しかし人口問題は依然として深刻だ。昨年日本の合計特殊出生率は1.26人。過去最低だ。こうした日本をめぐりテスラのイーロン・マスク最高経営責任者(CEO)は昨年、「出生率が死亡率を超える変化がないならば日本は結局存在できないだろう」と評すこともした。しかし少子高齢化ならば日本は韓国より事情がはるかに良い。韓国の昨年の合計特殊出生率は0.78人、世界最下位だ。

『ピーク・ジャパン』(ブラッド・グロッサーマン)は、危機を迎えても問題を改善しない「変化の遅滞」と「改革の不在」が日本の衰退を呼ぶと分析した。
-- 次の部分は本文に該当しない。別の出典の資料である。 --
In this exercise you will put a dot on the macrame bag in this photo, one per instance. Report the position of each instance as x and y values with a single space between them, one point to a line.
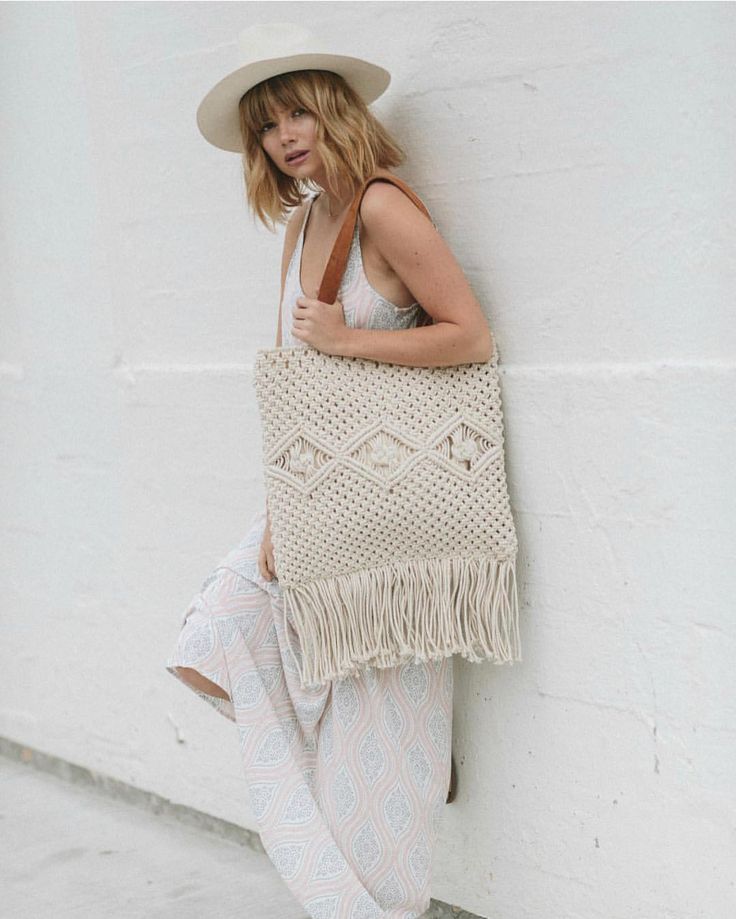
391 525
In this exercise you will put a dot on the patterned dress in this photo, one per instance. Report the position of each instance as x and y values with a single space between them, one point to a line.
347 782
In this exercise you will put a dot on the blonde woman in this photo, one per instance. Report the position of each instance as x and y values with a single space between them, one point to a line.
347 782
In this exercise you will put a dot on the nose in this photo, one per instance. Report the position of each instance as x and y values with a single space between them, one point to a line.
286 130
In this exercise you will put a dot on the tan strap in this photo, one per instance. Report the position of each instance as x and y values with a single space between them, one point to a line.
338 257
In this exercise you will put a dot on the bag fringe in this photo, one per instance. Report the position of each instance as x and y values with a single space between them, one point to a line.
384 616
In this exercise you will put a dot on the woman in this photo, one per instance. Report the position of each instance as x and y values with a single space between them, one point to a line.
347 781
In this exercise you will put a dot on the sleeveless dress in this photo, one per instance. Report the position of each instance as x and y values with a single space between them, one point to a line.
347 782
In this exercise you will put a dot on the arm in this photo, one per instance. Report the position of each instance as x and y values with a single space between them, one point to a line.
417 253
290 238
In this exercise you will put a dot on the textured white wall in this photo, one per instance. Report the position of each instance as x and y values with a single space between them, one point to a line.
578 159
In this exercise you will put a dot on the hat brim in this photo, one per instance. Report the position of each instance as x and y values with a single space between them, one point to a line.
218 117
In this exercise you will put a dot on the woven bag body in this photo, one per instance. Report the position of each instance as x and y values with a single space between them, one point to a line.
391 524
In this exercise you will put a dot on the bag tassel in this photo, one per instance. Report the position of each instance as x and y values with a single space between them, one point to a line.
385 616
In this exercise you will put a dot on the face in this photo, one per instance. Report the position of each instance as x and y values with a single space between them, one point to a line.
286 132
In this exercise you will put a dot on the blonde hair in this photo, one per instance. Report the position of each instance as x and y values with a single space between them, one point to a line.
350 140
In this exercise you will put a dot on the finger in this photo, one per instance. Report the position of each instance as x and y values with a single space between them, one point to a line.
263 564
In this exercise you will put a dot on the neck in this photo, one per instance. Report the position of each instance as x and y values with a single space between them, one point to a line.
337 200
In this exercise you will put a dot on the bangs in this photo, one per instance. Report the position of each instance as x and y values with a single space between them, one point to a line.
260 103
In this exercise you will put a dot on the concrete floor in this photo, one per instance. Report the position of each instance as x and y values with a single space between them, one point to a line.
78 845
69 851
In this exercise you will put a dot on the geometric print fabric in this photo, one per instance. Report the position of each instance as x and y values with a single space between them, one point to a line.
348 781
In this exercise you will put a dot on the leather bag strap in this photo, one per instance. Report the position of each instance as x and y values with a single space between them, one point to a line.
338 257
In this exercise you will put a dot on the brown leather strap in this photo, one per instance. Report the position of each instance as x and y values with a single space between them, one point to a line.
339 255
しかし変わらずに改革を拒否することでは韓国が日本よりずっと上ではないか。韓国には1990年代後半の国際通貨基金(IMF)による管理体制後は国レベルの改革がなかった。労働改革も、年金改革も、公共部門改革もやり遂げることができなかった。規制・差別・既得権の障壁が随所にある。良質の働き口は限定されており、不動産や教育費などの高コスト構造は堅固だ。そのため青年層は最初から結婚を敬遠し、出産を忌避する。政界の対立解決能力は低い。今度は日本の福島汚染水放流問題をめぐり2008年の狂牛病問題の時のように見苦しく対立している。

日本が過去最低の出生率を記録したという中央日報の記事にはこうしたコメントがつけられた。

「それでも韓国よりは良いです。私も結婚する考えはないです。まわりの子たちもほとんど非婚主義で。社会がこうなのに産みたいでしょうか。何をしてもどうせ学歴や財力で決まるのに私1人生きるだけで忙しい…(後略)」。

反論しにくい話だ。青年が挫折すれば社会は低活力・低成長の泥沼に陥ることになる。日本はピークを突き抜けて進むが、韓国は「ピーク・コリア」が大股で近寄ってくるようだ。これが危機だ。